= ArcticNet =

Network of Centres of Excellence of Canada

ArcticNet is a Network of Centres of Excellence of Canada. Its objective is to study the impacts of climate change and modernization in the coastal Canadian Arctic.

ArcticNet was founded in December 2003. ArcticNet also manages the Arctic Inspiration Prize on a voluntary basis.

The governance structure includes a board of directors who oversee two divisions: (1) the science programme, led by an Inuit Advisory Committee and a Territorial Advisory Committee, to whom the Scientific Director reports, and (2) the network administration overseen by an Executive Director.

Past board members include Sheila Watt-Cloutier. Former President of the Inuit Circumpolar Council. Current board members include Professor Jackie Dawson and Cedar Swan CEO of Adventure Canada.

== ArcticNet Scientific Publications ==

Since the beginning of its activities in 2003, ArcticNet researchers have published more than 1,000 peer-reviewed scientific publications and 2,300 other publications. The total contributions of ArcticNet researchers – presentations, publications and other communications exceeds 3,700.

The ArcticNet Publications Database includes publications from the ArcticNet, Canadian Arctic Shelf Exchange Study (CASES) and International North Water Polynya Study (NOW) research projects. It provides complete coverage of more than 2,400 peer-reviewed publications and partial coverage of over 800 other publications.

== Core research program ==

In addition to field work undertaken in northern communities, ArcticNet researchers use the Canadian Coast Guard research icebreaker CCGS Amundsen to access the coastal Arctic.

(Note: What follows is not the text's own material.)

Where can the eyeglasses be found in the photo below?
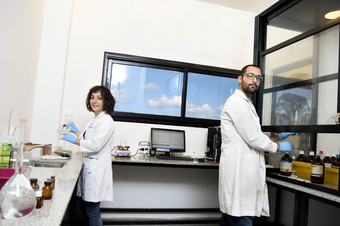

== Education and training ==
From the very beginning, ArcticNet has been implementing a comprehensive training strategy to recruit and train new generations of researchers and technicians, critical for documenting and studying the transformation of the Canadian North.
Over 600 students and postdoctoral fellows have completed or are completing their training within the unique and international context of ArcticNet.

== Schools on Board ==
Schools on Board is an outreach program initiated in the first year of ArcticNet. It bridges the gap between Arctic science taught in the classroom and research conducted in the field. The main activity of Schools on Board is the field trip 'on board' the CCGS Amundsen where students and teachers have the unique opportunity to participate in an educational experience fully integrated into the research activities of the ArcticNet teams. In 2013, building on the success of Schools on Board, a pilot program called Schools on Tundra was launched, with its first field trip hosted at the Churchill Northern Studies Centre (CNSC) in Churchill, Manitoba, Canada.

== Meetings ==
ArcticNet organizes regular meetings, conferences and workshops. Network members gather once a year at the ArcticNet Annual Scientific Meeting (ASM).